Al entrar a la sala de exposición, pasé totalmente por alto los pequeños retratos de las tres mujeres a las que Alfredo Jaar ofrecía supuestamente una parte importante de su obra. Es cierto que dichos retratos estaban iluminados por todas partes, como si de estrellas de Hollywood se tratasen, pero en una pared blanca, realmente no destacaban en absoluto.
La galerista tuvo que decirme, en ese momento, que la obra de Jaar comenzaba con las fotografías de esas tres mujeres a las que no vi. Me quedé un poco extrañada al ver la pequeña dimensión de esas fotografías, si tan importantes se supone que fueron esas tres mujeres, si lucharon contra tantas injusticias, si volcaron sus vidas en el bien de los más necesitados, ¿no se supone que debería el autor haberles dado más importancia? Para mí no fueron nada, si no llega a ser por la galerista, no me habría dado ni cuenta de su existencia.

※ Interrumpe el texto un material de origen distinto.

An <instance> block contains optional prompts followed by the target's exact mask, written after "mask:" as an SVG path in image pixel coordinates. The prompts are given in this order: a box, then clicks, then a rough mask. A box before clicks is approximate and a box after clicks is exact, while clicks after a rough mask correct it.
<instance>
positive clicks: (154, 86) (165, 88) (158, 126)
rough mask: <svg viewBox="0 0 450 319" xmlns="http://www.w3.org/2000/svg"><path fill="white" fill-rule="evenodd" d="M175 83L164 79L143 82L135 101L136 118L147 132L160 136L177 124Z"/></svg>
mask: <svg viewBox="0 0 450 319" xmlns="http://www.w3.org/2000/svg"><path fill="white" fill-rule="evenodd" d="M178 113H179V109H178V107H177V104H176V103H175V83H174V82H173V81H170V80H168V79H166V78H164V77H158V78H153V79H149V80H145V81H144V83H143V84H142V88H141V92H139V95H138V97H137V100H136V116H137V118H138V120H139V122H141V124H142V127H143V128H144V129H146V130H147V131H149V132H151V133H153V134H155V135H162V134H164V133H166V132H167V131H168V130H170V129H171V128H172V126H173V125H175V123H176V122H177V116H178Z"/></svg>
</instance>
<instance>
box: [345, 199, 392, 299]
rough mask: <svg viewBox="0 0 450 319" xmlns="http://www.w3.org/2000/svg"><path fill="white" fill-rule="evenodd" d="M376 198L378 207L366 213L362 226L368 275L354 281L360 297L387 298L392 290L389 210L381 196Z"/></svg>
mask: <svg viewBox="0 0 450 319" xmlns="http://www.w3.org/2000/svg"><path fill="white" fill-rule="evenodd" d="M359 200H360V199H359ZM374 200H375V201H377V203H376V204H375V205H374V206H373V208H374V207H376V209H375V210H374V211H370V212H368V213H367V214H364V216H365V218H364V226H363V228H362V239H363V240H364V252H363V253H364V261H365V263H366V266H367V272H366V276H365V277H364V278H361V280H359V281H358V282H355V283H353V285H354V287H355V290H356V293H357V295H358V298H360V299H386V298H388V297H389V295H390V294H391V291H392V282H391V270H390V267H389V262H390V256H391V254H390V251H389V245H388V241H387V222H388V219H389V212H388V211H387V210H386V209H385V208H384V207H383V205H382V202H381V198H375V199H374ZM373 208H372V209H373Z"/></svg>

Tras esas pequeñas fotografías de grandes personajes, mis pasos me llevaron hacia una especie de cubo con unos neones a la entrada que nos daban el permiso de pasar a la estancia con su color verde. Al entrar estaba todo oscuro (fue el único momento en el cual sentí que la luz no me amenazaba), excepto por la pantalla situada al fondo de la sala en la que se veía cómo unos minúsculos números contaban hacia atrás, para, finalmente, terminar proyectando un vídeo de unos ocho minutos acerca de la vida y obra de Kevin Carter.
Estuve leyendo cada frase que aparecía en la pantalla, unas letras blancas rodeadas de oscuridad. Cada frase nos introducía un poco más en el mundo que rodeaba al fotoperiodista sudafricano, el mundo del apartheid, el mundo de la irracionalidad o de la supremacía de la raza blanca.
Llegando al fin de la proyección, el autor nos mostró la fotografía que hizo famoso y desdichado a la vez al joven Carter; una fotografía que reflejaba pobreza, hambre, destrucción. Tras esa imagen, unas potentes luces me cegaron (“qué raro que esto estuviera tan oscuro hasta entonces”, pensé).
Salí de la instalación. Salí con impresiones buenas y malas. Pensé en la vida de Carter. Pensé en su dolor y en todos los asesinatos que tuvo que ver, y en cómo tuvieron que influirle para que finalmente acabase con su vida. Pensé que ahora sabía algo más acerca del apartheid. Y también pensé que realmente, ya nada me extraña. La humanidad hace cosas buenas, y también comete horribles actos, imborrables en la memoria colectiva de nuestra historia. Así ha sido siempre, y así seguirá siendo.
Y finalmente, no creo que haya sido necesario gastar tanto dinero en una exposición para “concienciarnos” de las atrocidades del hombre y de la pobreza que envuelve a muchos países.